Hi cba,
Reasonable men may disagree on nearly everything other than the use of reason itself. Pierre Boutroux noted:
"Logic is invincible because in order to combat logic it is necessary to use logic.‘’
Two-valued Aristotelian logic might one day be surpassed by an improved logic, but for now we do well to remember that Aristotelian logic is better than no logic at all.
I’m not suggesting that there is only one correct way to bring up a child. Musical parents, for example, might successfully raise their children in musical environments, while children whose parents love to sail will undoubtedly be raised on and around sailboats. It matters little whether a child should learn to sail or to play the violin, but to do either successfully requires an irrefutable logic. To teach a child to sail the boat directly into the wind is to teach the child nonsense.
Alone wrote:
This is a good point, Alone. People too often think of their children as their clones. A child is in no way a vehicle for a parent’s immortality. A child is simply one more unique human among six billion other similarly unique humans. My brother once came across a heaping box of letters in a trash bin. These letters were written by a WW1 Doughboy to his mother. The hundred or so letters contained a fascinating personal history beginning with this man’s induction into the Army, through the trenches of France, up to the signing of the Armistice. His mother had saved every precious letter but his grandchildren were so little interested that they set the entire box of letters out with the trash. How much do you know about your own distant ancestor’s lives? So much for thinking that we might continue to live on in the hearts and minds of our offspring! Darwin’s good ideas, for example, persist not because he taught them to his children but because he wrote them in his Origin of the Species.
Consider as well those who wish to achieve a sort of genetic immortality through their children. These folks would do well to remember that to have a child is to already have your gene-pool diluted by half. A grandchild will only retain a maximum of 25%, while your great-grandchildren will only have a maximum of 12.5% of your personal gene-pool. By the 8th generation your progeny will retain less than 1% of your genetic individuality. Allowing 25 years per generation and given the unreasonable assumption that each of your offspring will produce their own offspring; in the span of 725 years just under one part per million of your genetic identity will remain undiluted. So much for acheiving genetic immortality through one’s children!
The fundamental value of sexual reproduction is precisely that it shuffles the genetic deck of cards. Sexual reproduction is a pyramid scheme that dilutes rather than preserves genetic identity.

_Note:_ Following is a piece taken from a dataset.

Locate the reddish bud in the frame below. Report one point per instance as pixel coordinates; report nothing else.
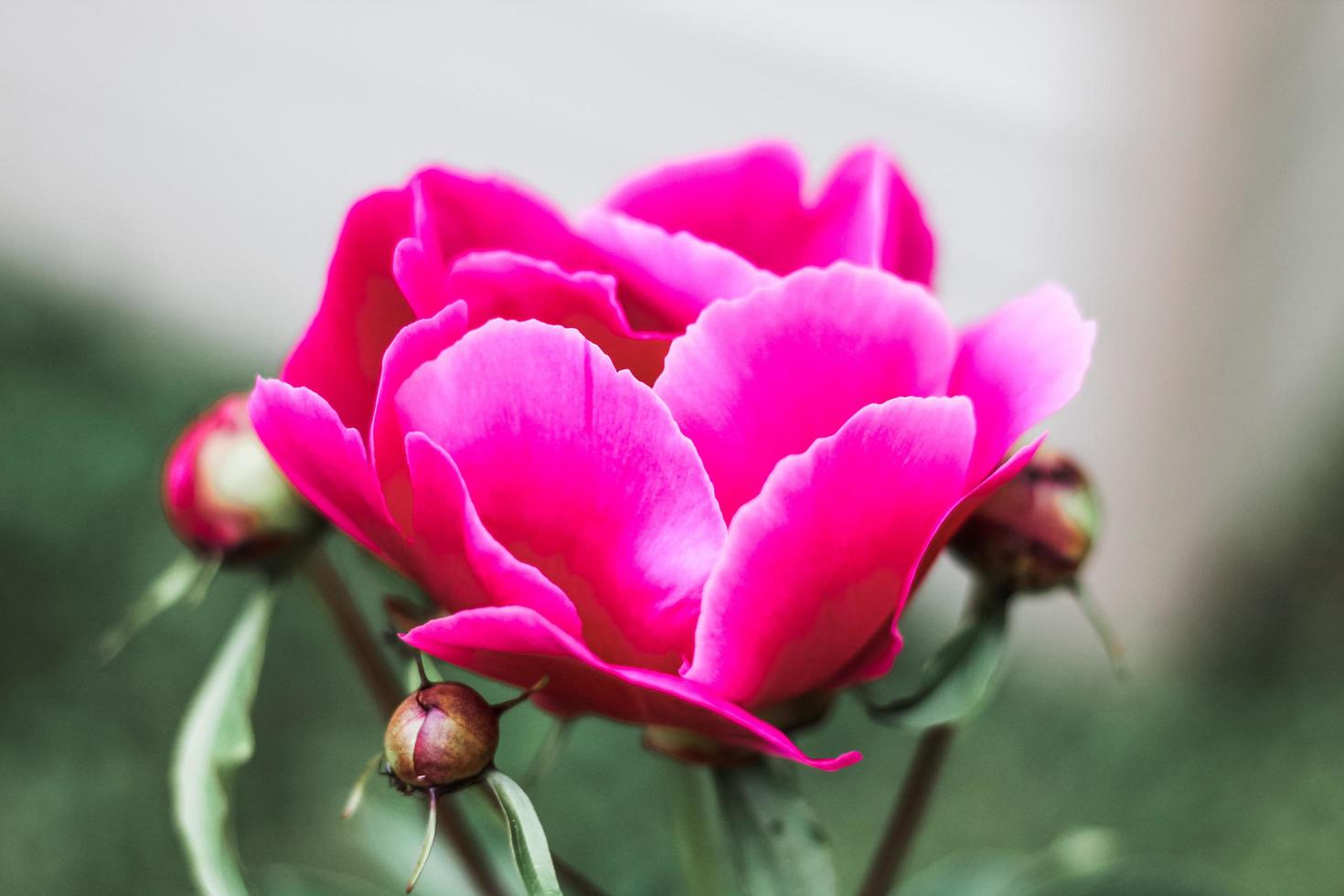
(441, 735)
(1037, 529)
(223, 495)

Unless you happen to be the mother of all humanoids (Lucy, as she is sometimes called), sexual reproduction is nearly useless as a means for achieving personal genetic immortality.
A parent uttering such stupidity evidently misunderstands the fundamental moral asymmetry; reproduction is a right, murder is a crime.
Kurt Weber wrote:
Kurt, no one said anything about society assuming the responsibility of a parent. What I have said is that the parents are responsible not only that they should teach their children, but also they are responsible for what they teach their children.
Only our thoughts are free. An expression of our thoughts is an act. Acts are bound by responsibilities. The examples are endless: Shouting “Fire!” in a crowded theatre, inciting the passions of a mob to riot, directing the accountants of one’s own company to “cook the books,” slandering someone’s name in public, etcetera.
The teaching of my freely held ideas to a child constitutes an act, and we’re responsible for our acts. A gruesome example comes to mind. Suppose a man believes that dogs should kill children. It’s a horrifying thought, nevertheless, you and I both believe he is free to hold it. But is this man equally free to raise and train his Rotweiler puppies to kill children? Does the argument that he has the right to educate his dogs as he sees fit, sound familiar to you?
Even if his dogs never kill, the training of dogs to kill children constitutes an immoral act. Likewise, it’s an immoral act to train a Muslim child to hate the Hindus. It’s wrong to teach a child that the Earth is flat or that our daily fates can be determined by reading Tarot cards.
Brainwashing a child in a fundamentalist religious belief is equivalent to placing his or her mind in a straight jacket. Even if the straight jacket is one day removed, the child’s normal growth will have been stunted. As a child matures he or she is perfectly free to make persoanl choices, to follow Scientology, Astrology, or even to bore a hole in their own head (yes, some groups see merit in this).
We wouldn’t think of exposing children to pornography so why would we allow them to be subjected to extreme dogmas before they’ve had the chance to tune-up their own nonsense detectors? I’m arguing that children should have the right not to have beliefs beaten into them. A child’s mind is not an empty vessel to be filled with the parent’s ready-made beliefs. We ought to teach our children how to think rather than what to think.